U.S. Insurance Market Gearing up for Retirement Push

Robert Stone

by Robert Stone

The first Baby Boomers turn 60 this year, which will begin a tidal wave of new retirees in the coming years. Unfortunately for these retirees, the long–term funding of Social Security is unclear, defined benefit plans cover fewer and fewer of today's workers, and defined contribution plan savings rates are generally not high enough to compensate for a lengthy retirement.

This wave of retirees presents a growing opportunity for the insurance industry. Even so, numerous continuing education sessions have been presented at meetings in the last five years on single premium immediate annuities. These have included a convincing presentation of the demographic situation facing the market (boomers approaching retirement) with statistics showing a flat sales market for immediates. The closing statement was usually along the lines that no company has yet "cracked that nut."

The tide appears to have turned, in that the insurance industry is rising to meet the retirement crush. One industry magazine appears to be splitting its 2007 coverage into subtracks, one of which is "Retirement Planning and Products. The 2007 NAVA (National Association of Variable Annuities) Marketing Conference theme is "Communicating the Value of Insured Retirement Income Products." Even core insurance products like life insurance are discussed in terms of protection and accumulation versions. It is a natural extension to take accumulation products and position them as a tool for retirement planning.

Reflecting industry interest in this market, income product choice appears to be at an all–time high. Consumers have guaranteed living benefits like GMIBs and GLWBs available in some variable and indexed annuity products. Immediate annuities come in variable, indexed, traditional fixed, and substandard varieties. Longevity insurance is also a developing market. Of course more vanilla partial withdrawal options are standard in many deferred annuity and life insurance contracts. It seems likely that product offerings will continue to evolve while offering an ever–wider array of liquidity, inflation indexing, and other product features.

While industry mobilization is great, the marketing job ahead is huge. Few insurance products aside from term life insurance and immediate annuities get positive media coverage. Deferred annuities and permanent life insurance are often vilified in the personal finance pages of national publications as expensive, poor–performing vehicles. The life insurance industry will have a big job just in combating these negative influences.

The marketing job only begins there, however.

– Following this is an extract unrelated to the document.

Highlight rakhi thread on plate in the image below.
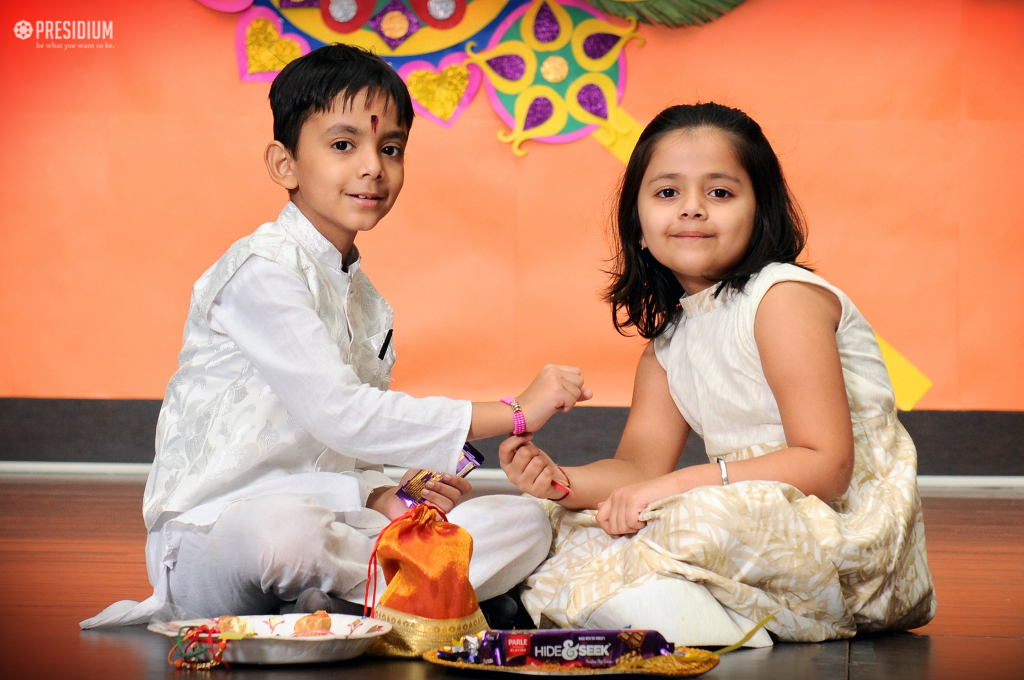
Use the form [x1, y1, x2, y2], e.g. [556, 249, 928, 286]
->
[423, 613, 775, 677]
[167, 626, 231, 671]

Insurance products are generally complicated, so consumer education on products will continue to be a substantial hurdle (albeit one usually left to the financial representative doing the selling). From a retirement planning standpoint, though, the education is a little more basic. Pick up any article touting the "looming retirement crisis" and it will outline how little money the general public thinks it takes to retire. This doesn't take into account the portion of the population who hasn't even thought about a retirement age, much less an amount to save for retirement. The bottom line would seem to be that mobilizing people to save for retirement (and thus look at products the insurance industry has to offer) will require getting them to think about an amount and an age for retirement.

For actuaries such planning is fundamental to who we are (and what we frankly enjoy). For most other Americans, creating a spreadsheet of savings projections isn't considered recreation. Helping consumers see their own needs, however, may be the only way to help them consider what our industry has to offer. To achieve marketing success in a retirement planning push, getting down to basics may be the key to driving sales success for the industry.